I’m lucky to live in a city where it’s easy to get around by public transit. There are a lot of reasons to love public transit, from the cost savings and the convenience to the environmental benefits and the fact that fewer cars generally make for a nicer place to live.
Some of the reasons also have to do with ADHD. When I think about why I enjoy taking public transit, as someone with ADHD I can’t help but think about some of the advantages in terms of my ADHD symptoms.
For one thing, taking public transit instead of driving myself frees up time, which is valuable for anyone, but especially someone with ADHD who can struggle with time management. When necessary, I use time on the bus or metro to catch up on emails and other tasks I can do from my phone.
Otherwise, I read. Before I made a habit of reading on public transit, I was the stereotypical ADHDer who would always start books and never finish them. Now that I have a dedicated time for reading when I take public transit, my ratio of books finished to books started is much, much better.
There’s another, safety-related reason that public transit is helpful from an ADHD perspective. Unfortunately, one of the most dangerous ways ADHD symptoms play out is on the roads, when drivers who have ADHD make inattentive or impulsive maneuvers.
From the perspective of reducing traffic accidents, public transit is a better way to get around than private cars in general. But to the extent that people with ADHD are at higher risk for traffic accidents, public transit is especially beneficial for us.
Now, meds do seem to seem to lower the odds of people with ADHD getting into car accidents. However, the fact is that many people with ADHD remain unmedicated, and we shouldn’t rely on solving the problem of ADHD-related traffic accidents solely using individual-by-individual measures. If there’s a society-wide action we can take that cuts the odds of ADHD-related traffic accidents while also addressing several other problems our cities face, shouldn’t we do that – namely, by improving public transit infrastructure?
So to me, public transit is a clear winner for people with ADHD, which is why I think we should enthusiastically support any efforts to make public transit better, especially in countries like the United States where we lag in this regard.
That said, public transit isn’t perfect, and it can present some of its own challenges for ADHDers.
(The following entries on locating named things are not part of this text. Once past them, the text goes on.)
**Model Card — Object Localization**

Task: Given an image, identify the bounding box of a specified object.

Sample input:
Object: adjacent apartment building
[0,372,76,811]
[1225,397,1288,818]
In my experience, the main one is that it can require more planning ahead in order to get somewhere on time, which of course is a potential issue for those of us with ADHD.
Sometimes I fail with the time management aspect – and sometimes, even if my planning is good, public transit fails me! Which is why I always have my public transit plan B: if I’m running behind schedule to something important, I call an Uber/Lyft/taxi/etc.
Still, the imperfections of public transit shouldn’t distract from the big picture: taking the bus, train or metro has advantages for people with ADHD, and it’s probably the future of our society anyway. So we might as well, literally and figuratively, get on board.